Many topics and programs are introduced at a surface level, then it is up to each student to deepen their understand of their favourite things. I had a crush on typography back then.
My first job after graduation was an internship in the graphic department of the sueddeutsche zeitung magazin. This happened all very coincidentally, but it was the best thing that could happened to me. I learned a lot through being part of a weekly published magazine. It was very helpful to learn the basics and even more specific knowledge about editorial design. I got my first point of contact with art direction. And the most important thing, I was at a place where the written word and great images were paired at a very high level. For me, this is a major part of being a graphic designer.
I think the best and worst parts of my job are in direct contact with each other. Being a graphic designer means you could can constantly evolve and change the way you think and work. This is beautiful and really a gift.

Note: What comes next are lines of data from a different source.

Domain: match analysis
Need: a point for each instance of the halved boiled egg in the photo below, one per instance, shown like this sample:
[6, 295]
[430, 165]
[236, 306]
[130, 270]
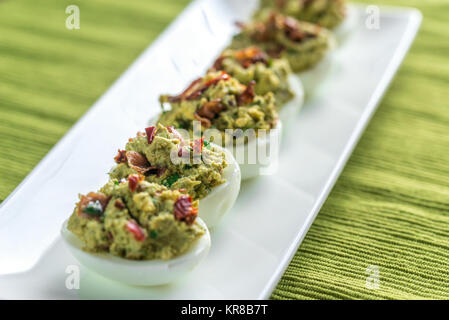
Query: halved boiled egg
[260, 154]
[222, 198]
[289, 110]
[139, 272]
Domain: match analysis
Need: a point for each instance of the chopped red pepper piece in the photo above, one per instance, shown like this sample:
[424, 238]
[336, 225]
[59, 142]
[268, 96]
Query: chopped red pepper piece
[92, 197]
[151, 131]
[247, 96]
[134, 180]
[184, 211]
[121, 157]
[198, 145]
[136, 230]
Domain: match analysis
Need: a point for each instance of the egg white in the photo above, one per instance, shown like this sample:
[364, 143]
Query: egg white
[139, 272]
[222, 198]
[314, 77]
[252, 170]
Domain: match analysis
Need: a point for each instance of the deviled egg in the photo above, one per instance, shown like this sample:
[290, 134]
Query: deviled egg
[271, 75]
[163, 155]
[326, 13]
[137, 232]
[334, 15]
[228, 113]
[303, 44]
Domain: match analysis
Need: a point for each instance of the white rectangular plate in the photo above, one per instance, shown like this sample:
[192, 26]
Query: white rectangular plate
[257, 239]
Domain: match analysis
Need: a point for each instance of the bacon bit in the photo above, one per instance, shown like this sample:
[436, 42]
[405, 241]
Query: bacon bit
[198, 145]
[119, 204]
[222, 76]
[175, 134]
[184, 211]
[218, 64]
[151, 131]
[92, 197]
[134, 180]
[266, 31]
[136, 230]
[208, 112]
[160, 171]
[248, 95]
[121, 156]
[276, 52]
[138, 162]
[292, 30]
[204, 121]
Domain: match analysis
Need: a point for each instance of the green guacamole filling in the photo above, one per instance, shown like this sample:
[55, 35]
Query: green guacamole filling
[136, 220]
[219, 101]
[253, 64]
[326, 13]
[194, 166]
[303, 44]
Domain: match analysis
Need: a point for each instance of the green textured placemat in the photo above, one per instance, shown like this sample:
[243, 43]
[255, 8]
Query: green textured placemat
[390, 207]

But this freedom and flexibility, on the other hand, is a burden, because it is really exhausting to always be this flexible with your thinking and your decisions. I think the key is in finding a good balance between stability and flexibility — between earning an appropriate amount of money and working on jobs you're passionate about. But it never gets boring.
I live in Berlin, Germany, and there's a massive design community. Or rather, a lot of design communities in the same city. Berlin is full of creative people looking for exciting jobs. This gives a kind of positive pressure to the whole game. And on the other hand, even though there's so many creatives, there’s also a circle of people who know each other, at least a little.
There are really a lot of designers/studios/organisations I admire and could highly recommend, but I go with these ones: Bus Group (Creative Agency, founded by Manuel Birnbacher and Daniel Schnitterbaum), NODE Berlin (Design Studio, founded by Anders Hofgaard and Serge Rompza), Schick-Toikka (Type Foundry based in Berlin and Helsinki), Tim+Tim (Full service creative studio, founded by Tim Rehm and Tim Stürken) and Stan Hema (Creative Brand Agency, founded by Heike Schmidt, Stephanie Kurz, Andreas Weber and Mathias Illgen).
One of the most important and really helpful pieces of advice I got is simultaneously a very basic one. In August 2018, I attended typography summer school in London hosted and organized by Fraser Muggeridge. And what he was saying to all participants, a couple of times a day while we were working on different tasks, was: "Print it out" or "Print that shit out!". For me personally, it wasn’t a weird thing to hear. But for many other participants who were way younger than me, it was. I also recognized that the later you do some print tests, the more afraid you become to do it.
But it is so important because there’s a big difference between what you see on your screen and what it looks like on actual paper. Especially when it comes to typography. PRINT IT OUT!
I was really happy to be part of the so called Berlin Takeover by Everpress from London. They asked a bunch of creatives from a wide range of different fields to contribute a shirt design for this collaboration.
Because it was very soon after my return from my half-year-long stay in Milano, Italy, I thought about what I would miss the most when I was back in Berlin. So I made a shirt with peroni e negroni on it, set in a display typeface I was working on during my time in Milano, check it out: everpress.com/peroni-e-negroni
It was a great honor to get the chance to have a half year long sabbatical. If an opportunity like this is available to you, hit it!